Pendlebury, 29, said the players would not hesitate to sit out matches, or parts of games, in the pre-season series, to help send a strong message.

"I have no qualms about sitting down in the first quarter, not at all," Pendlebury said in a new Collingwood podcast.

"You model yourself off what the best businesses in the world have done, and sporting leagues.

"The NBA has had two lockouts and played a 50-game season instead of an 82-game season to prove a point that, as players, we need to be more respected than what they felt they were.

"We listen to Marshy (AFL PA CEO Paul Marsh), we take his advice. If he comes to this football club, and he said 'Scott, in order to get this deal moving, we need you to sit out the first quarter', (then I would strike).

"And Jobe Watson has already put it on the agenda a few years ago.

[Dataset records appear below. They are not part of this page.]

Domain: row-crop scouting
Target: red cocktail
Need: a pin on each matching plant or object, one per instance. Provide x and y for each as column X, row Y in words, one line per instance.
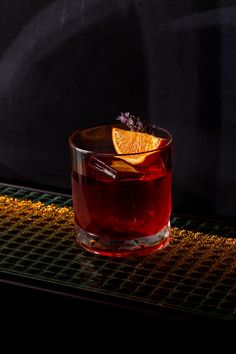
column 121, row 207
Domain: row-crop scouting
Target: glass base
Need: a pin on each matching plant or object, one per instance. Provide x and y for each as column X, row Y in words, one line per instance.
column 124, row 248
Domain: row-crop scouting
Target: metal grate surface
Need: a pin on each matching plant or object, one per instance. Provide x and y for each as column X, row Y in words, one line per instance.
column 195, row 276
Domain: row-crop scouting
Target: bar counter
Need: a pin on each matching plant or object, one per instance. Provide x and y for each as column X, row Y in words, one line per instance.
column 191, row 282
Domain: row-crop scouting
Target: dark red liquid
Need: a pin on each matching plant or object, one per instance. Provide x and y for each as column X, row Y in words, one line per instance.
column 122, row 203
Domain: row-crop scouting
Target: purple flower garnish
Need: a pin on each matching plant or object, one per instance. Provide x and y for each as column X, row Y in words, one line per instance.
column 135, row 124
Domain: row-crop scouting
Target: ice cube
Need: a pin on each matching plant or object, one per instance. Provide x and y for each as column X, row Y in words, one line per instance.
column 101, row 166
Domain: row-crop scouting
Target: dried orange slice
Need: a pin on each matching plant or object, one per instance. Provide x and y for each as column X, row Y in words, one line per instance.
column 131, row 142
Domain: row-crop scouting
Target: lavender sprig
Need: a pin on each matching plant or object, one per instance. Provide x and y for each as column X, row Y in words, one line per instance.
column 135, row 124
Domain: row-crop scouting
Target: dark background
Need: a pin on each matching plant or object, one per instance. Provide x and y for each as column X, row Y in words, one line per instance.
column 69, row 64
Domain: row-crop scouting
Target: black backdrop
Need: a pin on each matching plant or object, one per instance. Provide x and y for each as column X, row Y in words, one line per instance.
column 69, row 64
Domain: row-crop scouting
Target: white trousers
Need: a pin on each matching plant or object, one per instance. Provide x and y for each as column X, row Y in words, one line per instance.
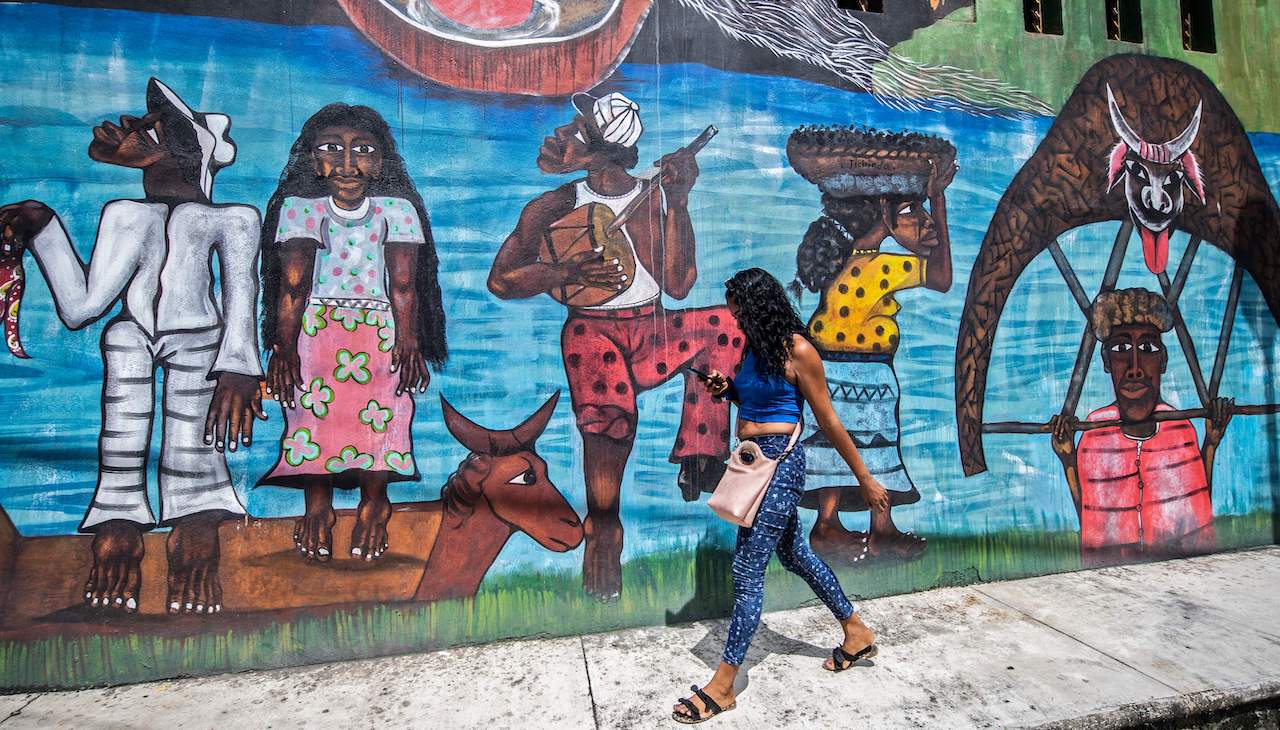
column 193, row 477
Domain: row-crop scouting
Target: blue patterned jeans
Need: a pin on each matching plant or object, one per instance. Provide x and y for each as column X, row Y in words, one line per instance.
column 777, row 528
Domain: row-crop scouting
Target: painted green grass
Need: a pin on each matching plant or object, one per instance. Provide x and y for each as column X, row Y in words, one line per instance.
column 657, row 589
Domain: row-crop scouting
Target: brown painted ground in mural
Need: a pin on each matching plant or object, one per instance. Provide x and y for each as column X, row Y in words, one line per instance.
column 261, row 569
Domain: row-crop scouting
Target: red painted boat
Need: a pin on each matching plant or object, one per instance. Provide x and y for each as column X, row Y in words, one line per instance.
column 542, row 48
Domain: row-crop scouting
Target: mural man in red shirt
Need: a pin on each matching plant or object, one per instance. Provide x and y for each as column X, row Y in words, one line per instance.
column 1142, row 488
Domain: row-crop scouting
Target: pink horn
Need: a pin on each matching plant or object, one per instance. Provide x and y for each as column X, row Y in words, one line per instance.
column 1127, row 135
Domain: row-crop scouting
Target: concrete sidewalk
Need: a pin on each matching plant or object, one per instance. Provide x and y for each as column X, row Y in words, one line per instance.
column 1097, row 648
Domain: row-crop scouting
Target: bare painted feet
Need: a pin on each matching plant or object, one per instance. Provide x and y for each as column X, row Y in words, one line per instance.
column 369, row 535
column 901, row 546
column 887, row 541
column 312, row 533
column 115, row 579
column 602, row 559
column 837, row 544
column 193, row 555
column 858, row 637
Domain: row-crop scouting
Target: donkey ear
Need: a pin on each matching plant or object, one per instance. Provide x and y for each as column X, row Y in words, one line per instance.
column 528, row 432
column 467, row 432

If Jobe's going to, and he is one of the most respected figures in the game, (then I would)."

Pendlebury said the players would not shy away from their set percentage plan in the event of a stand-off with the league.


Scott Pendlebury of the Magpies (left) and Patrick Dangerfield of the Cats contest during the round 9 AFL match between the Collingwood Magpies and Geelong Cats at the MCG in Melbourne, Saturday, May 21, 2016. (AAP Image/Julian Smith) NO ARCHIVING, EDITORIAL USE ONLY
Scott Pendlebury tackles fellow superstar midfielder Patrick Dangerfield JULIAN SMITH

Negotiations are set to ramp up in coming weeks.

"As the game grows, key stakeholders need to grow with it, so it's something we are going to fight for," Pendlebury said.

"I don't think the players are going to blink, either. If the AFL is not going to blink, the players won't blink.

"Who knows what will happen when the ball goes up in the first NAB Cup (now JLT Community Series) game."

A five-time best-and-fairest winner and five-time All-Australian, Pendlebury said the players were prepared for any public backlash about a player strike, if it occurred.

Marsh this week said a strike was unlikely, but remained a live option.

But Pendlebury said the players would do whatever they considered necessary.

"They (fans) will be spewing (about a strike or sit-down) and rightly so," he said.

"But they will understand when the media print the story and print all the facts, they will read about it and educate themselves and understand it's all for a bigger product.

"And they (fans) will enjoy the game in the next season when the game is so much better when they get so much more player access."

Pendlebury also opened up on the prospect of taking on former premiership teammate Travis Cloke in Round 1 against the Western Bulldogs.

"I think it will weirder for him than it will be for us because he is coming up against his old side and he is coming up against 22 guys that he knows," Pendlebury said.

The brilliant Magpies midfielder said there would probably be some on-field banter with Cloke.

"Yeah there will be but it will be funny if Trav tries to bite back to see if he gets it right," he said, laughing.

Pendlebury said there was no bad blood.

"Trav wanted to go, the club was happy to facilitate a trade and it's been great for him to get to the Bulldogs," he said.

"It's weird when I see him running around in the red white and blue, but at Collingwood, we wish him all the best for Round 2."